The financial dealers on Wall Street have collected about US$26.7 billion in bonus payments, the equivalent of a year’s pay for the 1.1m workers on the minimum wage. The UK is not far behind. Bonuses in the City of London have increased by 49% compared to 2012, a higher figure than for Wall Street.

The chief executive of the crisis-ridden Cooperative Bank, Euan Sutherland, was to receive a remuneration package of £3.5 million, but has since resigned. The state-owned Royal Bank of Scotland declared a loss of about £8 billion, but has given 11 directors a bonus package worth about £18.25m between them. At Barclays and Lloyds Bank, the chief executives could be collecting more than £7m each. Of course, wheelbarrows come in handy at other corporate boardrooms too. Despite the costs arising from the Deepwater Horizon disaster, the pay packet of the BP chief executive has tripled to US$8.7m (£5.2m).

The corporate boardrooms are addicted to bonuses, but are the bonuses justified? The claims for bonuses and excessive rewards presuppose that executives exert superhuman efforts to generate wealth. The anatomy of corporate decisions does not really support that. When a new executive arrives at an organisation, for some time s/he is likely to be managing and living off products, services and strategies already in place. So the claims of distinctive contribution are hard to sustain.

Now suppose an executive decides to launch a new product or a project; this will always take some time to develop, plan and launch. The same applies if the mission is to rescue an ailing business. The success or failure of the new projects will not be known for many months or years. Meanwhile, the company will probably incur upfront costs, with no guarantee that the outlays will be recouped. Even after the initial celebrations, the product/service may turn out to be a failure and become a costly burden, as evidenced by payment protection insurance and other financial scandals.

Even if new ventures are successful, the success will depend on the involvement of other employees. It is hard to relate the success of anything to the efforts of few superstar executives. If the success cannot easily be related to the input of one person then the idea of performance-related pay becomes highly problematic. This suggests that higher rewards are claimed simply because some individuals or groups have sufficient power and control to give themselves disproportionate rewards.

So the question then is how to control the institutionalised fat-cattery. The UK government’s preferred solution is to empower shareholders by giving them a binding vote on executive remuneration. Such a step assumes that shareholders are owners of companies and bear most of the risks, and will somehow act in the interests of broader society. The evidence for this is not persuasive.

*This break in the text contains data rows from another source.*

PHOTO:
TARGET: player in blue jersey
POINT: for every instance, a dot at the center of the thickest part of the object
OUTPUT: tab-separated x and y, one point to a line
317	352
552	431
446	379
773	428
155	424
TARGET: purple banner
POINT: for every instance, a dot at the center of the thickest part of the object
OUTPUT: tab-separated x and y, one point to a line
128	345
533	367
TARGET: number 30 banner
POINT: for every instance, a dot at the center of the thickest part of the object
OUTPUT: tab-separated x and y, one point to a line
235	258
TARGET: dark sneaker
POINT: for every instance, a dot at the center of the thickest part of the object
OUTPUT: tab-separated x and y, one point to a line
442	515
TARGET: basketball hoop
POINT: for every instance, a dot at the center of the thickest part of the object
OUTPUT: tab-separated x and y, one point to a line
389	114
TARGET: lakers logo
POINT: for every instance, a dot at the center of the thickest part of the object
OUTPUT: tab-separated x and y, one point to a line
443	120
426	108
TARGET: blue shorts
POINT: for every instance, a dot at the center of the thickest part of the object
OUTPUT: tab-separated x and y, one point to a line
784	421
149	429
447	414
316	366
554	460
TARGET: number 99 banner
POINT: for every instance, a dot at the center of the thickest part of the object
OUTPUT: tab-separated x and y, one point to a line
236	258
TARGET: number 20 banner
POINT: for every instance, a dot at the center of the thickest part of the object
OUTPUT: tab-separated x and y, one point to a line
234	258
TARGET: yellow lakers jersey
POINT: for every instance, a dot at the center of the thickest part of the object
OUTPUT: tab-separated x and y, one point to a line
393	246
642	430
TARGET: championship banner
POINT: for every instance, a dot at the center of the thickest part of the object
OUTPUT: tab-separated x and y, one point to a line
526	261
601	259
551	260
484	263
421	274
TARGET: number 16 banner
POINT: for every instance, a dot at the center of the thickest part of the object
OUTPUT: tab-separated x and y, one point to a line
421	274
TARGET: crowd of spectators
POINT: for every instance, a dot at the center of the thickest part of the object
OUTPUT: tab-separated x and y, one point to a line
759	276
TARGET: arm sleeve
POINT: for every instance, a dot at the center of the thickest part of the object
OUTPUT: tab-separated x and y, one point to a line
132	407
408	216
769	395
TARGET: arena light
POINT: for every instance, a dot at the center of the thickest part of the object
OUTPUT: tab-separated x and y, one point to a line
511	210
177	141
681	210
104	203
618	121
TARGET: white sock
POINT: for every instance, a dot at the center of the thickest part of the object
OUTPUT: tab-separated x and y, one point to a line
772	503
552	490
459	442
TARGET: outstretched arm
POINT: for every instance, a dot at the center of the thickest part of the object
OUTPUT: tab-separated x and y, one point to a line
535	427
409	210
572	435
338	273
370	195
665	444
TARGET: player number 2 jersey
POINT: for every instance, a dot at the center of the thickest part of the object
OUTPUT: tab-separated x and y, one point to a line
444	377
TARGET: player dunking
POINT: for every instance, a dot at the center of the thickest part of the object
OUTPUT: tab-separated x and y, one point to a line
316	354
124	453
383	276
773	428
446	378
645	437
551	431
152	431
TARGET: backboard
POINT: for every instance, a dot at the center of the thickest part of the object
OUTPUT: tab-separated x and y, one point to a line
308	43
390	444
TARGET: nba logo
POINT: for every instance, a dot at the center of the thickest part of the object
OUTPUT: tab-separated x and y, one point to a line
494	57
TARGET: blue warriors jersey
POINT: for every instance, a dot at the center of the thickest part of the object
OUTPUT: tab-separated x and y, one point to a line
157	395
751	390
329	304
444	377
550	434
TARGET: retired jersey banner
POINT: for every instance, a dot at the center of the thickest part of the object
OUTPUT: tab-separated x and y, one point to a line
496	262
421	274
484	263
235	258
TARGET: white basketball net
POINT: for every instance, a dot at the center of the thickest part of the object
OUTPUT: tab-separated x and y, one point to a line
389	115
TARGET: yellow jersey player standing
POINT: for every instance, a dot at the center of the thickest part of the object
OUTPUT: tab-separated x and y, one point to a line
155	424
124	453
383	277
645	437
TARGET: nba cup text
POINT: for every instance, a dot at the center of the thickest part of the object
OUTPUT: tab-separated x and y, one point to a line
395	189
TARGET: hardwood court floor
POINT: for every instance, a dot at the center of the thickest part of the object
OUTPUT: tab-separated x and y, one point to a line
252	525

Shareholders in UK banks have average shareholding duration of about three months. Their position is no different from that of a speculator or a trader seeking short-term gains. They don’t have strong incentives to constrain directors. The UK Parliamentary Commission on Banking Standards looked at the operations of HBOS and concluded that shareholders did not exert “the effective pressure that might have acted as a constraint upon the flawed strategy of the bank”.

The commission also noted that “shareholders failed to control risk-taking in banks, and indeed were criticising some for excessive conservatism”. Shareholders often profit from harmful practices without any personal responsibility. A company can be mandated to sell harmful products, for example, cigarettes. Shareholders can share the resulting profits, but are not personally liable for because they are shielded by the doctrine of limited liability. Thus shareholder irresponsibility is written into the system and they don’t have strong incentives to consider the social good.

Besides, shareholders don’t provide most of the risk capital either. At major UK banks, shareholders only provide between 4.22% and 7.24% of total capital. The rest is provided by savers and creditors. Therefore, it is hard to make a good case for shareholder supremacy.

The proper approach is to empower the public. In the case of banks; employees, savers and borrowers are a good proxy for the public at large. They should appoint directors and vote on their remuneration. Elsewhere, employees, consumers and suppliers could be mobilised to invigilate directors as they all have a long-term interest in the welfare of the company. In a democratised company, directors are unlikely to get high remuneration without paying attention to the interests of employees and other stakeholders.